My dad never trusted the state. He always said the government was always stirring up tensions between the races to turn us against one another. It keeps us destructive and angry and trusting primarily the government. Naturally when he and his friends were discussing this in a Baltimore garage a nosey customer decided to report them. He got fired, then found a new job, but that same customer saw him there too. Things went downhill from there until eventually he had to run out of town leaving me in an orphanage.

This was well before I was old enough to remember anything, but the head of the orphanage, for the real person's safety we'll call him Jim, was a friend of my parents when they were young. Whenever I had to cry at night he would stay up and tell me a story of their childhood shenanigans together. One time, he referred to a story I had never heard before. Turns out he’d gotten lost in the past after I’d fallen asleep. We both cracked up that night and I forgot what I was even sad about.

As a child, my parent's courage was a model for me. Being a superhero became my ambition. My first opportunity came with the government tests for psychic abilities, or the Evolutionary Standard Exam, the genetic disposition test for natural born superpowers. You can tell by the age of seven if a child is going to be psychic. None of us were, but I remember a week after failing that test my particularly lazy friend named Nolly was asked why he didn’t clean his room he simply answered; “But, you said last week I couldn’t read minds.”

The ESE didn’t fare much better for me. There were a few people with the disposition. Once the gene was detected they were ushered off to the camp never to come back. Unfortunately, that included my one friend in the orphanage Nolly.

So, I wasn’t a natural born hero. There were other ways to become a HypeEx. Before I reached twelve, I’d gotten on a solid exercise routine. Being healthy, strong, and high in stamina is vital for any hero regardless of power. That being said, it was not enough. To register as a cape you still needed an actual power.

There were two known ways to earn powers. The first was to invent a gadget useful for taking down super men. When I was old enough, I tried shop class. My soldering and welding skills were greatly beneficial later in life but bore no direct fruit towards my biggest goal. While my skills had developed to break and reshape metal objects as big as a car hood to small as a microchip, I for the life of me, couldn’t think of a weapon or tool that was cheap enough for me to maintain on my own. I did get an eighth of the way through an exo-suit, before I ran out of resources for it. Looking back, if I truly cared about that suit, I would’ve found a way to finish it with recycled materials and a lot of extra time with the forge. I still have the piece somewhere.

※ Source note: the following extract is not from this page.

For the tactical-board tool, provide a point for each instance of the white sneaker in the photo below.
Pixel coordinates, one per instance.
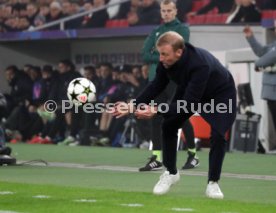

The other is to learn Magic. If you’re ever trying to learn magic to become a HypeEx, I beg you, never use the library, or at least not the BCPL. First book on the arcane I came across, Vampiric Magic For Humans, was supposedly a guide to gain the powers of a vampire without becoming undead. Luckily Sister Rose, a nun who worked with the orphanage, decided my request for a live, fat, and hungry cat merited investigation. She made me quit my pursuit due to its unholy nature. Rereading it years later, for reminiscent reasons I assure you dear reader, the book was definitely instructions to become a vampire disguised as a way around it. After the “raid” I was too scared to pick up another book of arcana. With that my journey met its end. There were no other options as far as I could see. Let me tell you having your dreams, not crushed, but cut short when you know how close you were to achieving them, is just one of the worst feelings. Like having a tight, constipated feeling in your heart.